For decades, a common misconception suggested that placing concrete directly on vapour retarders could lead to curling or warping. Tarr dispels this myth based on extensive observations spanning two decades. Contrary to belief, concrete slabs placed on vapour retarders consistently exhibit less curling compared to those without. This phenomenon occurs because vapour retarders prevent the bottom of the slab from constant rehydration and saturation. Without a vapour retarder, moisture from the ground continues to permeate upwards, maintaining the underside of the slab at high humidity levels.

The primary benefit of using vapour retarders lies in stabilising moisture differentials within concrete slabs. By allowing the underside of the slab to remain drier, vapor retarders minimise the differential moisture content between the top and bottom surfaces. This reduction in moisture differential directly correlates with reduced curling and warping tendencies in concrete slabs, particularly crucial in industrial and commercial applications.

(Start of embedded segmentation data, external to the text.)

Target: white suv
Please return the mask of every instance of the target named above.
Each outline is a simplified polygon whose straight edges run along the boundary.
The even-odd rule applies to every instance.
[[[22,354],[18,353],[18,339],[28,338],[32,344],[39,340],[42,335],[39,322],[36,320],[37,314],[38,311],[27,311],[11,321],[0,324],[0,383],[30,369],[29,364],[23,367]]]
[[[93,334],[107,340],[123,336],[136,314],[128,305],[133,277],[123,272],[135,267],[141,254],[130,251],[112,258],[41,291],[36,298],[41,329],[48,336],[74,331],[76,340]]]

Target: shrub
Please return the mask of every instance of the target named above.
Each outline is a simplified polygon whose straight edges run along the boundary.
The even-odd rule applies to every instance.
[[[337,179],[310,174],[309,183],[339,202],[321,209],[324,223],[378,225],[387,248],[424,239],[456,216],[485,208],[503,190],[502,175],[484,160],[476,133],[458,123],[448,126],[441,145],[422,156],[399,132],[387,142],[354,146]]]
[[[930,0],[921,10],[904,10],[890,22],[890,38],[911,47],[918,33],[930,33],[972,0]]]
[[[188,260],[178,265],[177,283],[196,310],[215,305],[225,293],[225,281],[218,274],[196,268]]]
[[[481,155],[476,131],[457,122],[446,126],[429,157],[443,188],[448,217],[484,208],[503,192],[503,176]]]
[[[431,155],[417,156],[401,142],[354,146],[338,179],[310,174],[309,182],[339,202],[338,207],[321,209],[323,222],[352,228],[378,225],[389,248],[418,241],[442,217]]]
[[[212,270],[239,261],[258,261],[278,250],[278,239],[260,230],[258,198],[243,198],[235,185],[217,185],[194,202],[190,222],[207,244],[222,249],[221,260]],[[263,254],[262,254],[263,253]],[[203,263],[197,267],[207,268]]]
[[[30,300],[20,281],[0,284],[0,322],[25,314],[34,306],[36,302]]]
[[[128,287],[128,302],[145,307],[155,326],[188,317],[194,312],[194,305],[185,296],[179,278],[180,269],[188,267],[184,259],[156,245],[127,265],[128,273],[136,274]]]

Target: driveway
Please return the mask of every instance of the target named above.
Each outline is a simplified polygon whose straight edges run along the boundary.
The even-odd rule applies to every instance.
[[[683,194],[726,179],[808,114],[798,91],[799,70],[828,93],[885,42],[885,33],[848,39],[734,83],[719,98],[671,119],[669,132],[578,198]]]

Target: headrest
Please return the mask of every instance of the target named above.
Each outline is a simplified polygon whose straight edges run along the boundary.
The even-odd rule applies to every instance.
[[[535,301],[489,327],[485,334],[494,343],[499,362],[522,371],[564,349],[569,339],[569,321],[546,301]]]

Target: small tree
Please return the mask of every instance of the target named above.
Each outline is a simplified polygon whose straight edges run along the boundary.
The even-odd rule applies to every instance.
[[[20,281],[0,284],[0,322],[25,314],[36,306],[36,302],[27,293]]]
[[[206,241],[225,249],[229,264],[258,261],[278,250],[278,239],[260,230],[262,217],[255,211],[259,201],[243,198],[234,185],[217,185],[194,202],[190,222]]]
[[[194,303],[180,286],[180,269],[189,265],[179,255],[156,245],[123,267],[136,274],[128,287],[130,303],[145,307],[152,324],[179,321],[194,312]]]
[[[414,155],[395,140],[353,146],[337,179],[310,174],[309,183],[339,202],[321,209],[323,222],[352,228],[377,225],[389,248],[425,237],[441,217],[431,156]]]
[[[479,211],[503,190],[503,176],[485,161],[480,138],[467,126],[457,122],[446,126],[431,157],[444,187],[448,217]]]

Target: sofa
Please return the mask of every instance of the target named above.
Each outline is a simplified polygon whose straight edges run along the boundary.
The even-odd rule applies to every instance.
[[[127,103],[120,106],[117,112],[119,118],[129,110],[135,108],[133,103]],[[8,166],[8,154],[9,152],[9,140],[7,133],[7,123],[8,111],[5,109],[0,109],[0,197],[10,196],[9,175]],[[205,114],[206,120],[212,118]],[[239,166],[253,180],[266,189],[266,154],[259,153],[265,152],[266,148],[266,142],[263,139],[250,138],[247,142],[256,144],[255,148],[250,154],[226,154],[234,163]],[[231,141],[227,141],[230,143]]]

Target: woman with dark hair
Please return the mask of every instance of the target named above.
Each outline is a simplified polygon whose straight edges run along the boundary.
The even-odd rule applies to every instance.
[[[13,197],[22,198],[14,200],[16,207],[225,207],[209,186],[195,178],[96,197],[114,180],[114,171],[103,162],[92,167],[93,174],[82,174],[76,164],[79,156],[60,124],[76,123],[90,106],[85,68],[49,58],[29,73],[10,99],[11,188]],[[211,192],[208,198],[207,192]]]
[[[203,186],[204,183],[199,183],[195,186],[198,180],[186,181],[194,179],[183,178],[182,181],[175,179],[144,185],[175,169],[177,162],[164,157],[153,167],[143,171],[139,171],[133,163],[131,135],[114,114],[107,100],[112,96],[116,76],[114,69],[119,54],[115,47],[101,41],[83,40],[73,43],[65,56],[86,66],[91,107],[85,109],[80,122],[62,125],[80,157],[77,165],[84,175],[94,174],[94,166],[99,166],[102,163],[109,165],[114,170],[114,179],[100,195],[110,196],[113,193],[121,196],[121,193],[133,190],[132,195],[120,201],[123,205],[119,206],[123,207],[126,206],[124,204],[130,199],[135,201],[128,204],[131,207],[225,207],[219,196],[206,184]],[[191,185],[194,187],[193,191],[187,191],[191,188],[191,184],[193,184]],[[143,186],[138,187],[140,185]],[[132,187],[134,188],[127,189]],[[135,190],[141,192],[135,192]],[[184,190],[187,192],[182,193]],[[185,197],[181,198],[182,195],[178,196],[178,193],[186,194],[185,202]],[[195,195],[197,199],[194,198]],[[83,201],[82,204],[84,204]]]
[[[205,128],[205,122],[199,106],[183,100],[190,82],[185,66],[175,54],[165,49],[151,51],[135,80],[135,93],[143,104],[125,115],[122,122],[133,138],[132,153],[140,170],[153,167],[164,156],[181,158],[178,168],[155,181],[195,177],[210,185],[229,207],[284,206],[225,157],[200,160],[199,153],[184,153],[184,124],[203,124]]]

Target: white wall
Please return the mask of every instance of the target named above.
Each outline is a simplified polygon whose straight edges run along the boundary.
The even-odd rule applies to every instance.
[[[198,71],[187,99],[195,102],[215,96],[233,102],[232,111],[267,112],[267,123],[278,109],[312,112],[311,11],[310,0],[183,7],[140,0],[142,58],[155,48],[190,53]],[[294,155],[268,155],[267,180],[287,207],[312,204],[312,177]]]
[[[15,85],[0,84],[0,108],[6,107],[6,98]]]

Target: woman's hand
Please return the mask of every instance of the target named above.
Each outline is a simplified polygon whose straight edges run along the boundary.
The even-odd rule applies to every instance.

Recommendations and conclusion

Tarr concludes with a strong recommendation for incorporating vapour retarders in industrial floors, warehouse settings, and office environments. These applications benefit significantly from the controlled moisture environment provided by vapour retarders, ensuring long-term durability and performance of concrete slabs.

In essence, vapour retarders are indispensable tools in modern concrete construction, safeguarding against moisture-related issues and enhancing the overall longevity of concrete structures. These insights underscore the importance of informed construction practices and adherence to ACI guidelines for achieving resilient, high-performance concrete slabs.